Significant associations were found in our study between age < 50 years (p = 0.039) and higher BDD scores, as well as between anxiety/depression (p < 0.001) and elevated BDD symptomatology. Moreover, an education level below high school was significantly associated with higher anxiety/depression scores (p = 0.031). A binary logistic regression analysis revealed that anxiety/depression symptoms were strongly associated with BDD (OR = 10.0; 95% CI: 4.1–28.2; p < 0.001) [14, 15].
A related study conducted in Turkey with 318 participants (151 in the cosmetic dermatology group and 167 in the general dermatology group) diagnosed 20 individuals with BDD, with a higher (but not statistically significant) prevalence in the cosmetic dermatology group (8.6% vs. 4.2%; p = 0.082) [16]. The most frequently reported concerns were physique and weight (40.0%), followed by acne (25.0%).
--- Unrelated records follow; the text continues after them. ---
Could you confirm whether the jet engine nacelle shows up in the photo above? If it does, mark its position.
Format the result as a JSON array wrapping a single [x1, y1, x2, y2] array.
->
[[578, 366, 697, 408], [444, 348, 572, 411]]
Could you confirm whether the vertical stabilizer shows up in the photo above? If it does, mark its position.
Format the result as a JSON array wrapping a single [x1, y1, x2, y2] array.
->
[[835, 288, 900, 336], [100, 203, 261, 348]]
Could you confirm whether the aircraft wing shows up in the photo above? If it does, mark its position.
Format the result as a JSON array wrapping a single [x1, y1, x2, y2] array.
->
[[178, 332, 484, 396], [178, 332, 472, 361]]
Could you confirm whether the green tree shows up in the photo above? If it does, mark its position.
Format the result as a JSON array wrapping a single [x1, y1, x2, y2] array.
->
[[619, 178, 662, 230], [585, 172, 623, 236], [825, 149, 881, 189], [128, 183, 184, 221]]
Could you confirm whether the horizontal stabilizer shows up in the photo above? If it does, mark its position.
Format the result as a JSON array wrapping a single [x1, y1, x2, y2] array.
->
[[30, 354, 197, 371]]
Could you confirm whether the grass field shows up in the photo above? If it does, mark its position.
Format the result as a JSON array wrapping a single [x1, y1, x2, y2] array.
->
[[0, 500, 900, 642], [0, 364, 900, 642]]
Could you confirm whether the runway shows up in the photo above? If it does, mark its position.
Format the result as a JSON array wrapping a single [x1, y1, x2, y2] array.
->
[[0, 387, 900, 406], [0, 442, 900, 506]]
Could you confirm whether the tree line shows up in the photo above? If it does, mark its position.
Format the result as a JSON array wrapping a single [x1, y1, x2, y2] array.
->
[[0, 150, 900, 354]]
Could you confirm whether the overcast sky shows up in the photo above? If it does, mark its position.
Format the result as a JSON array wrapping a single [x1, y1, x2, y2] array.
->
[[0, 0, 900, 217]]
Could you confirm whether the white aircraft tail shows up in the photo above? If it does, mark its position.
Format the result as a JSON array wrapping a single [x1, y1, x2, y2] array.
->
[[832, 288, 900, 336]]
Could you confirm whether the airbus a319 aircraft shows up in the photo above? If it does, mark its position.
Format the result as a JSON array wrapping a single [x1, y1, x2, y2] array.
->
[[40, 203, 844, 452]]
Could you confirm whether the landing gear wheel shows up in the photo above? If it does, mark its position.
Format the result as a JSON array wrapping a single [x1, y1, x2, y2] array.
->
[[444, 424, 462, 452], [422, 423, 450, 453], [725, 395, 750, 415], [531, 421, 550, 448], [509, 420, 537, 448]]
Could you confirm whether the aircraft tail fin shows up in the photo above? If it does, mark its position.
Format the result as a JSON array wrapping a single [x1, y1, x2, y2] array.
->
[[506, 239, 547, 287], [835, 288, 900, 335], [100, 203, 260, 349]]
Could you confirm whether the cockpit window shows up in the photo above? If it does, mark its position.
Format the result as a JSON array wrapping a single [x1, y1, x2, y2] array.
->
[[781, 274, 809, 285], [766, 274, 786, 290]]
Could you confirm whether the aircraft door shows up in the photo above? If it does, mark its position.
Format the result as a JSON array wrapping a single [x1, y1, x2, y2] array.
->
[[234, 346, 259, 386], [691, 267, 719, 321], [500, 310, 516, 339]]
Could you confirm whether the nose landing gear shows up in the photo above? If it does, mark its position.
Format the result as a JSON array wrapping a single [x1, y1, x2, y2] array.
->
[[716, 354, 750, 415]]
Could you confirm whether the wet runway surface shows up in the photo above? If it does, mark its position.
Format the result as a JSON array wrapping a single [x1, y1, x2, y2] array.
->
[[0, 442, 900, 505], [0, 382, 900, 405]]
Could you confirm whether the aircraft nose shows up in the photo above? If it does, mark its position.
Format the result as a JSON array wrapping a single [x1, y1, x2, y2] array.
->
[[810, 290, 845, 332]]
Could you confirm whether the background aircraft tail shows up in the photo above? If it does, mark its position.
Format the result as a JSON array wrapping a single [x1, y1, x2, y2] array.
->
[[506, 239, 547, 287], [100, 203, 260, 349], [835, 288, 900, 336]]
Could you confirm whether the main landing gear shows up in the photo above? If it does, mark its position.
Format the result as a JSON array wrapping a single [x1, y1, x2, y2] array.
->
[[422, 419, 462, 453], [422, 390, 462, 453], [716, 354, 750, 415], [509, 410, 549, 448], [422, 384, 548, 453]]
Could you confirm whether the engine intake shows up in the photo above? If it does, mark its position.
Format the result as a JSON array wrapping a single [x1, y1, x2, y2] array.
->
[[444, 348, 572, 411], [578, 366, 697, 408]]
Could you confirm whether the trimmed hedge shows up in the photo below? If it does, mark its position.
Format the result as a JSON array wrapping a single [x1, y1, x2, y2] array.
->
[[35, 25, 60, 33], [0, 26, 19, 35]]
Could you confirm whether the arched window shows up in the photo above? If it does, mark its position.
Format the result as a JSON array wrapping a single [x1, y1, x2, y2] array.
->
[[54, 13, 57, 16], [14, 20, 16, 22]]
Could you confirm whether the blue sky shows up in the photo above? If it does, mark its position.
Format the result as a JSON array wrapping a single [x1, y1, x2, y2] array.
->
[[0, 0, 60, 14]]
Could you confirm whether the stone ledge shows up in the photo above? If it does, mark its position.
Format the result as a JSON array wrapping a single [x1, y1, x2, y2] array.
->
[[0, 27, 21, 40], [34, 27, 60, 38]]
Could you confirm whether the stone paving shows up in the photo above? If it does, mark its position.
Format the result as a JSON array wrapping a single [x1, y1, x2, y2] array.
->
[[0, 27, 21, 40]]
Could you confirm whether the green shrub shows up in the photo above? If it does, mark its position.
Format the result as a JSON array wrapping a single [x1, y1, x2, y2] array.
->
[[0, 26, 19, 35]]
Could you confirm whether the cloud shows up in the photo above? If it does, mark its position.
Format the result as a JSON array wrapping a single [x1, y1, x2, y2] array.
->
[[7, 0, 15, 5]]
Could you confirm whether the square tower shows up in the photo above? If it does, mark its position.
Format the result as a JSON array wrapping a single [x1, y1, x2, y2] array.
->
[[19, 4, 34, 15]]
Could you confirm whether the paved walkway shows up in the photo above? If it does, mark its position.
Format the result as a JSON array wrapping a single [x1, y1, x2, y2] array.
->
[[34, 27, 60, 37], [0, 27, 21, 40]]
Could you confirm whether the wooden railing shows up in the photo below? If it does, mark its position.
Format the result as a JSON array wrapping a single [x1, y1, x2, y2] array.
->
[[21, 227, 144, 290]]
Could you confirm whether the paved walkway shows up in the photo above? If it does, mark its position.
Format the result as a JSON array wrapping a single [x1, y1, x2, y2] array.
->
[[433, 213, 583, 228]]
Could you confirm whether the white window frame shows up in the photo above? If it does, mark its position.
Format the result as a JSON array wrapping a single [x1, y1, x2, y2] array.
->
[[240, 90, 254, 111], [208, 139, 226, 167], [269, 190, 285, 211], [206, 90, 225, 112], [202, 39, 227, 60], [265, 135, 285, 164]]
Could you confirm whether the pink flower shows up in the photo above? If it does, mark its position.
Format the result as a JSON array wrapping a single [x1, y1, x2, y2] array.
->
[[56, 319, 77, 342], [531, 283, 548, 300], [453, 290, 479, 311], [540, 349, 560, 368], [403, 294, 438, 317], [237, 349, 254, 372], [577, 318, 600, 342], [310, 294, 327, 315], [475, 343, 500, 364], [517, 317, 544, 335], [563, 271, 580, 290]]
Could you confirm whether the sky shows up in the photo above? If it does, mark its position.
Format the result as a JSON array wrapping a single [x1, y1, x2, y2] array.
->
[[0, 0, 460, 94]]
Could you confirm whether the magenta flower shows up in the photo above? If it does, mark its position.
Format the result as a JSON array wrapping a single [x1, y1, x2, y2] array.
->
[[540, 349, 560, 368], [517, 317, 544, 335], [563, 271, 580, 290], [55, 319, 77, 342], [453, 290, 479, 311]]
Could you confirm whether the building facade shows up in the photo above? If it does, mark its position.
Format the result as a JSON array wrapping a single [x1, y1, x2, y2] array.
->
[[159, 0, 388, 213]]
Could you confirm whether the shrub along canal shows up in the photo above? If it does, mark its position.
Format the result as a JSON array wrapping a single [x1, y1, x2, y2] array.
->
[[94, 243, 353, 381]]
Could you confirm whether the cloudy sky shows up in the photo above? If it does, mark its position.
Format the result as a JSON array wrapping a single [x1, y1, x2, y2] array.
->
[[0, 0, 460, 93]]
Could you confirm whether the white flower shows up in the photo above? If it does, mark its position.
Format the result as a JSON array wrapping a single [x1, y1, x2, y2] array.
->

Taken together, these findings underscore that BDD is prevalent, often underdiagnosed, and potentially debilitating. Routine screening for BDD is recommended, particularly in dermatology, cosmetic surgery, mental health, and other aesthetic-related practices. Clinical attention is especially warranted when patients exhibit hallmark behaviours, such as excessive camouflage, ritualistic checking, or social avoidance, suggestive of underlying dysmorphic concerns.
Conclusions
BDD is a psychiatric condition that is relatively common and can lead to significant psychological distress and functional impairment. A substantial number of individuals with BDD misinterpret their concerns as purely cosmetic in nature and therefore seek help from cosmetic professionals, including dermatologists, rather than consulting mental health practitioners – often due to feelings of shame or embarrassment. Given that dermatological and aesthetic treatments typically offer little to no relief and may even exacerbate symptoms, it is crucial for dermatologists to recognize the signs of BDD. Optimal management requires referral to a clinician experienced in the treatment of BDD – ideally, a mental health professional or a dermatologist with training in psychodermatology.